What happens when a financial superpower starts to borrow? What happens when it finds itself beset by massive budget deficits and shattering changes in its balance of trade? How does it adapt--and how do its friends and allies react? These questions are naturally being asked about the U.S. government--but they also need to be asked about Saudi Arabia.

The oil-rich kingdom is no longer a financial superpower. In just six years, its income has shrunk to barely a sixth of its former level--not even taking inflation into account. To help bridge the anticipated deficit in its 1988 budget, the kingdom has taken the almost unprecedented decision to borrow $8 billion. And yet it has still not compromised on major objectives. Saudi Arabia is funding Iraq’s war effort, while in 1987 it handed out a large subvention to Damascus, providing at least one major reason for Syria’s current efforts to end the Gulf War. The kingdom is a wounded giant, not a dead one.

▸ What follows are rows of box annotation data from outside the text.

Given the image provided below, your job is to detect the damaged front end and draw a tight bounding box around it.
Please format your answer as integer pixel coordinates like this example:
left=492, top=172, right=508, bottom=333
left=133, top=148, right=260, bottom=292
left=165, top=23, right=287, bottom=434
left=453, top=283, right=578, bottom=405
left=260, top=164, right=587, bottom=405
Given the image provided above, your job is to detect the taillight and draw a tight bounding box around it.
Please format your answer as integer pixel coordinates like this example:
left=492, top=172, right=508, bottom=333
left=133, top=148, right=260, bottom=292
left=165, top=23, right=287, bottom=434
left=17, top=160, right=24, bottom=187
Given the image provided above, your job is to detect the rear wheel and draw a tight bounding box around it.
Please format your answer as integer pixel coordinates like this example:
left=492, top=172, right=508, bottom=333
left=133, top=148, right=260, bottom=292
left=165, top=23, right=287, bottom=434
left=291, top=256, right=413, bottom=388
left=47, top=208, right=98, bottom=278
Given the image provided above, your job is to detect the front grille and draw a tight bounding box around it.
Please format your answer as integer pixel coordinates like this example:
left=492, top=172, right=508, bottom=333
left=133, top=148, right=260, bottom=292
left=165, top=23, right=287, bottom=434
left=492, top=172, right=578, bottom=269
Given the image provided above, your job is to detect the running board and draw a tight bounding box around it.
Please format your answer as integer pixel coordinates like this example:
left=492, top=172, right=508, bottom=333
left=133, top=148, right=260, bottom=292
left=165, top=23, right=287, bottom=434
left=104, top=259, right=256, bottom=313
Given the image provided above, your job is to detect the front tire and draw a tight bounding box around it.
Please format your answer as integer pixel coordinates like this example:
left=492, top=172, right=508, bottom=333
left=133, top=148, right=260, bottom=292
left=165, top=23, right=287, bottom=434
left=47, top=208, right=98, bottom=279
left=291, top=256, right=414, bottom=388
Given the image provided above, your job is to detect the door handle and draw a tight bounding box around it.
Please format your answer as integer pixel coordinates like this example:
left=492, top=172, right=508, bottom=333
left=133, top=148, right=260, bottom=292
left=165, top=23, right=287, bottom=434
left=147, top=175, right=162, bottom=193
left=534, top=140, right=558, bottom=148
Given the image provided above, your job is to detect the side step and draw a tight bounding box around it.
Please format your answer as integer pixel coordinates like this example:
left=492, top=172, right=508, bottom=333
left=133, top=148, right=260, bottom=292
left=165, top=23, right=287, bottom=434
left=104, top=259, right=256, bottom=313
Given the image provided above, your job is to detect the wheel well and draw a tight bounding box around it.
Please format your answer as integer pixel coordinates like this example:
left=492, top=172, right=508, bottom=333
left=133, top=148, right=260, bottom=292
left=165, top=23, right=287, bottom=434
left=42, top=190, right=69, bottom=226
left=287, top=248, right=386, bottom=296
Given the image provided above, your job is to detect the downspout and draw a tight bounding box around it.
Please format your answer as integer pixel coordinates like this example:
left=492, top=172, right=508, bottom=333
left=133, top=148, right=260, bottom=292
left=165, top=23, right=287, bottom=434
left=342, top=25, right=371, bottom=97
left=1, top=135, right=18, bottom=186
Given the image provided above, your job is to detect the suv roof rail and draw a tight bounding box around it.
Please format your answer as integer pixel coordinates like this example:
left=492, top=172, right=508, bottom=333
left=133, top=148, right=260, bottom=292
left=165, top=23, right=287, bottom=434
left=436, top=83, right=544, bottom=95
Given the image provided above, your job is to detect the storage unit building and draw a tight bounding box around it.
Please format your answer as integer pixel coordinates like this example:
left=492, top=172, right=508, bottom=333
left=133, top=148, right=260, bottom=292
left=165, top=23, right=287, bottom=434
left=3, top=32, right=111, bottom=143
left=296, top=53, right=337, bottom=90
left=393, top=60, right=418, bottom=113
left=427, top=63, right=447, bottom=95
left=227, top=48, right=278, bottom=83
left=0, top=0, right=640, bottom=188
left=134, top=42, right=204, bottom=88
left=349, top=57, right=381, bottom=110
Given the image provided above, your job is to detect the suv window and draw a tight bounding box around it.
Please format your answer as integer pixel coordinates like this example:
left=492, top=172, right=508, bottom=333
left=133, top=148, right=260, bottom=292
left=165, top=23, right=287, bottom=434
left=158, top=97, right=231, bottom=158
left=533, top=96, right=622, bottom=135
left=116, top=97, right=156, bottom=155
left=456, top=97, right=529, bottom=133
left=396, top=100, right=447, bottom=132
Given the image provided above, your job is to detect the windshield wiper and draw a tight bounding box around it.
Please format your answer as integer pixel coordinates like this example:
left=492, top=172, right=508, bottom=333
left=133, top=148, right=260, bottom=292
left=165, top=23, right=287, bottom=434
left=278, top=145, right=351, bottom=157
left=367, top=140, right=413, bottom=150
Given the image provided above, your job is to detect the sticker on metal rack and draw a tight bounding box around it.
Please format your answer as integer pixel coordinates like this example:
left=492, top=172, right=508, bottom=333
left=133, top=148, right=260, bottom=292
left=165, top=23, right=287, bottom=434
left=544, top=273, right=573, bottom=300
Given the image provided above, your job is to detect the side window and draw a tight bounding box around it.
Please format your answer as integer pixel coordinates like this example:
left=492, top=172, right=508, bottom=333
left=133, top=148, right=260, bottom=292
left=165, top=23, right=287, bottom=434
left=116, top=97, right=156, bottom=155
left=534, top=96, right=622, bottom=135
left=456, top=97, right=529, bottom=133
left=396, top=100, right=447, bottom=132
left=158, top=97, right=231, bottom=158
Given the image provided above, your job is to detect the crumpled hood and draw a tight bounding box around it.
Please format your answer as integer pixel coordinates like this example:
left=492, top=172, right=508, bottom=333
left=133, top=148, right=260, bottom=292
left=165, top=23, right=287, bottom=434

It was severely wounded in its sustained campaigns to force the Organization of Petroleum Exporting Countries to act coherently and to inject some degree of stability into the volatile oil market over the last two years. While the rest of OPEC generally benefited from increased revenues in 1987, the kingdom’s oil income remained virtually static and may have sustained a small decline. In both 1986 and 1987, Saudi oil income totaled about $18 billion-$19 billion dollars, just one-sixth of the $113.2 billion earned during the record year of 1981.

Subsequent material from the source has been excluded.